Before I end this article, there is one more thing that I wanted to mention. Global supplies of cocoa just keep getting tighter and tighter, and on Tuesday the price of cocoa jumped above $10,000 per metric ton for the first time ever…"Cocoa prices hit a record Tuesday as supply constraints fuel prices higher. Futures for May delivery were up 3.9% at $10,030 per metric ton, marking the first time the commodity breaks above the $10,000 mark. Cocoa has been on a tear this year, soaring nearly 138%.

Difficult weather conditions and disease have affected production in West Africa, which produces about 70% of the world’s cocoa. The two largest producers, Ivory Coast and Ghana, have been hit by a combination of heavy rain, dry heat and disease recently."

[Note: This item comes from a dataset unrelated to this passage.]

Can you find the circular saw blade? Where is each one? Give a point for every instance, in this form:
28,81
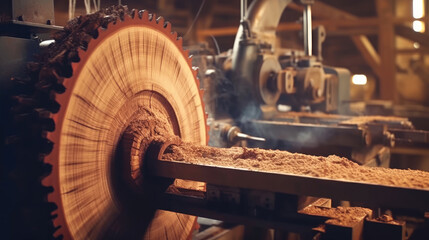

In January, it was less than half that price. If you love chocolate, stock up on it while you still can. Of course the same thing could be said about countless other things. Do you remember the supply chain problems that we experienced a couple of years ago? Well, what is eventually coming is going to absolutely dwarf that.

Many are using the term “black swan event” to describe the collapse of the Francis Scott Key Bridge in Baltimore, but the truth is that we are moving into a time when there will be one “black swan event” after another. So get prepared while there is still an opportunity to do so, because the months and years ahead of us are going to be extremely chaotic."